Our best advice to you is to ask around to your responsible friends and family to see they have had any positive experiences with credit card companies. Do the research before applying. Don’t just send in any card that comes pre-approved, or you might find yourself arguing about bogus late fees and yelling the word “cocksucker” on the telephone. Also, you can set up your account so that your credit card automatically debits from your checking account, that way you’ll never forget to pay the bill.

Good luck to you, and remember, pay it off at the end of the month! Balances are for suckers.

Travis’ email below…

Hello,

I’ve been reading Consumerist for quite some time, now, and it’s easily become one of my favorite sites. I love the many different reports the public now gets about how companies misbehave and what some people have to go through just to get some decent service. But, there’s one feature on the Consumerist that I think doesn’t get enough attention. That’d be the HOWTO: guides we see posted every so often. And well, I have a suggestion..

You see, I’m a terribly naive college student who has next to no understanding of the world and how it operates, but even so, I find myself drawn to applying for a credit card.
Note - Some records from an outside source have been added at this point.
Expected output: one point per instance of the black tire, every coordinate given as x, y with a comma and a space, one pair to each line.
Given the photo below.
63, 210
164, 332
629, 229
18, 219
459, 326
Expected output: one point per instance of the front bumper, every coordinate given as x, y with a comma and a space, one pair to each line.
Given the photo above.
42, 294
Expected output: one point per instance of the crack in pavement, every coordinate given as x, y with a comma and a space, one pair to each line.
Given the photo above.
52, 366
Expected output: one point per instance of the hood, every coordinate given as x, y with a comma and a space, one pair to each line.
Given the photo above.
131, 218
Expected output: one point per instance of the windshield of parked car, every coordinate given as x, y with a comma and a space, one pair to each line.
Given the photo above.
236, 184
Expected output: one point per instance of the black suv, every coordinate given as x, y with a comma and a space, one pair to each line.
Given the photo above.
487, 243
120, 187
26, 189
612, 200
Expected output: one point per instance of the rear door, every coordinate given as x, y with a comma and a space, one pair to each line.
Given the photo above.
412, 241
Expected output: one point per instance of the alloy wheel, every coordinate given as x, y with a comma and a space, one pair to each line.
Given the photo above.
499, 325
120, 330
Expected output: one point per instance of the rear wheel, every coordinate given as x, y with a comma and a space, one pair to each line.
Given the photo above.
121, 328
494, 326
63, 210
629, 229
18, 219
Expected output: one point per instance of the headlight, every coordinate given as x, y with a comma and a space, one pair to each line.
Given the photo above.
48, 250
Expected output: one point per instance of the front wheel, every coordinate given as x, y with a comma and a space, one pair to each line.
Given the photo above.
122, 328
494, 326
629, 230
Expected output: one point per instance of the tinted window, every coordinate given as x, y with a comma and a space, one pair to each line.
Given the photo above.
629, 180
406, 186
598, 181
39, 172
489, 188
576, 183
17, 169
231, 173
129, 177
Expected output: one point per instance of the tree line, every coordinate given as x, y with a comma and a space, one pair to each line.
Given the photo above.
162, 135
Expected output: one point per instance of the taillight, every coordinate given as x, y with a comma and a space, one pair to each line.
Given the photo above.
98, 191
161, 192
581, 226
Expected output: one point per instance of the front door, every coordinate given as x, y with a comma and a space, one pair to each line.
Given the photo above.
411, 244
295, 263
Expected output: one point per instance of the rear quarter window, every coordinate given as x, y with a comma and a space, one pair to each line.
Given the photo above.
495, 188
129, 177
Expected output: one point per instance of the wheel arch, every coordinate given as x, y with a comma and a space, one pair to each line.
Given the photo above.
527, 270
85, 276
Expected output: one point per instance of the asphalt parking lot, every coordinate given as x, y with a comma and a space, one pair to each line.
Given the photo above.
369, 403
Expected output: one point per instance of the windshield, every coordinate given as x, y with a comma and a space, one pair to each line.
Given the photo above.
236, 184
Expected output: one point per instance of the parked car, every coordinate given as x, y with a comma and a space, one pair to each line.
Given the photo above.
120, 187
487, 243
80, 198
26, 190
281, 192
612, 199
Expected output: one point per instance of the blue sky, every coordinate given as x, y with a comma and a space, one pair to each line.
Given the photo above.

Now, that’s not to say I haven’t tried to be smart about my finances: I am living at home and working a good bit to put myself through college without loans, and I use a debit card for nearly all of my transactions at the moment. I simply believe that building credit and getting a few benefits with a credit card (cash back, a reward program, extended warranties on products I buy, etc) would be wonderful, especially if it means saving me money in the long run.

I know some of the basics of a credit card are simply to pay your bill off in full each month, watch out for fraudulent activity, and things like that, but I have absolutely no clue how to pick a credit card that would suit a student like me without becoming a nightmare in the long run. Would it be possible to create a how-to on what a credit card virgin should look at or do before furiously digging through the stacks of applications (that companies hand out like candy to us students..) and randomly applying for one? I don’t want to fall prey to buying myself into future financial slavery like so many of my peers do at this age.

If it’s a possibility, it’d be much appreciated. I’m in over my head with these things, and I don’t feel like getting shafted later on down the line because I was too quick to read what I wanted to read, instead of getting all the facts and making a good decision.

P.S.: (What do you think about AMEX Blue?)


Travis

Psst, to answer your P.S. Travis, AMEX Blue seems like a fine deal, but keep in mind that comparatively few establishments accept American Express. This is more annoying than you might think.